The RL Agent is able to perform almost as well as the Delta Agent in reducing the risk with small improvements under the RL Agent with respect to the VaR and CVaR. What’s more evident is that the RL Agent is able to reduce the total costs as transaction cost and frequency increase. As transaction costs increase, the Delta Agent is unable to account for the change in its calculations. However, our RL Agent utilises costs in order to make its hedging actions. This difference allows it to hedge more cost efficiently than the Delta Agent without sacrificing risk.

Overall, the RL agent is an improvement to the Delta Agent under VaR, CVaR, and Total Costs under realistic market conditions, all while hedging similarly with respect to the risk.

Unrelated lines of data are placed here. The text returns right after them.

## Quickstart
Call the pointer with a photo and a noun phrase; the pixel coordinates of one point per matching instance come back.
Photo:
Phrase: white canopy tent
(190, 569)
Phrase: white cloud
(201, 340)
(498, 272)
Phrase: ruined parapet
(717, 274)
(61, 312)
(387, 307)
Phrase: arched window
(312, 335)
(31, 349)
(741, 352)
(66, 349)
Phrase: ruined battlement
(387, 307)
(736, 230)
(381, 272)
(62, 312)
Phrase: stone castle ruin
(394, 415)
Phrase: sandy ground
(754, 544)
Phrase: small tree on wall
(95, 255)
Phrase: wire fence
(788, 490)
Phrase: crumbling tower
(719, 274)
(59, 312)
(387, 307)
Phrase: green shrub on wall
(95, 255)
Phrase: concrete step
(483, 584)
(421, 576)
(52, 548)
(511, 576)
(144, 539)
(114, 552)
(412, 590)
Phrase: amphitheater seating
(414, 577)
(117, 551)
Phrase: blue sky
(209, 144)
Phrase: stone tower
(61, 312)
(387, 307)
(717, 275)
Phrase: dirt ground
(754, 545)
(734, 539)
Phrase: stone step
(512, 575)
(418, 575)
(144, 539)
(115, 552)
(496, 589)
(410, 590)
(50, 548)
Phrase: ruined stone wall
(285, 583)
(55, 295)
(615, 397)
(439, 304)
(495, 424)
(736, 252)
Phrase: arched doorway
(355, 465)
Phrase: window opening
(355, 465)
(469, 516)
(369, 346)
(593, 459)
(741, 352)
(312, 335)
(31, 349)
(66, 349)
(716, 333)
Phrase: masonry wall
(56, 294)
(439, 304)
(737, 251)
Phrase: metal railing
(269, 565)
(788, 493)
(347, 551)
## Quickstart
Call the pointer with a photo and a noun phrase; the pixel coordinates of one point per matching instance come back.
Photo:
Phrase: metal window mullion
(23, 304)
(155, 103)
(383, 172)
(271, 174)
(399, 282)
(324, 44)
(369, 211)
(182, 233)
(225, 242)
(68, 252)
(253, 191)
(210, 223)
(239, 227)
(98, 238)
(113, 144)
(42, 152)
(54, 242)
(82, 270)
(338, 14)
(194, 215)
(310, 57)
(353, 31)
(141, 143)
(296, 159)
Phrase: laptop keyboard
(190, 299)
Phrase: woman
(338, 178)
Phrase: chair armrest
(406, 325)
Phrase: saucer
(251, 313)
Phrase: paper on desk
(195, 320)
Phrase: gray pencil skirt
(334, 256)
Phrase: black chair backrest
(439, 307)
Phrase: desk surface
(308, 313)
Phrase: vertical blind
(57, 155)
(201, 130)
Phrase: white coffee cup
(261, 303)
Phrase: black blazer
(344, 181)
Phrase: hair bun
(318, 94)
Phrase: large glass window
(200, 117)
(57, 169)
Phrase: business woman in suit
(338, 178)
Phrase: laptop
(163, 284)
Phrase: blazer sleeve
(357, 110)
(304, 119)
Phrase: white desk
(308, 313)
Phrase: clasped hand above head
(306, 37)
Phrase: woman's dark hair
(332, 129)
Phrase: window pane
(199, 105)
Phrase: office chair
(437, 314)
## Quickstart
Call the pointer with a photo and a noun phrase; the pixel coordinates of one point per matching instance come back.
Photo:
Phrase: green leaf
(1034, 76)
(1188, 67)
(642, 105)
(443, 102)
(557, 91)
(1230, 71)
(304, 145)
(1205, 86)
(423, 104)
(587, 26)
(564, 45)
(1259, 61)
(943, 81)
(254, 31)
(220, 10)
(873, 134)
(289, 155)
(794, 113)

Lessons learned and future work:

RL Agents are very difficult to train, as they are very sensitive to the reward function. They are also very sensitive to the algorithm and hyper-parameters used, and requires a lot of trial and error to get the learning right. This tinkering process constituted for most of the early roadblocks in our timeline.

Data collection, especially locating large quantities of historic data for training, was also difficult. In order to acquire the required amount of option data for RL Agent training, a model simulation was used with the GBM and Heston models calibrated on actual data. This data of ample size take time to run and train. As a result, the selected option parameters and underlying asset studied were limited and the different types of RL Agents studied was also limited to a single TRPO model. In order to obtain more realistic results, more time could be allocated to historical data collection. Acquiring more option data and expanding the data sets could lead to more asset dynamics that could have been studied.

With the inclusion of more data, a better computing processor to run simulations and agent training would need to be established. Decreasing computing time and improving simulation speeds could have expanded our study of more varied option contract parameters for more insights: Put versus Call Options, Exotic Options, option portfolios based on multiple or single assets, etc. As a result, more work can be done to explore other Model-Free RL Methods to see how they compare with the baseline Delta Agent and find better hedging strategies.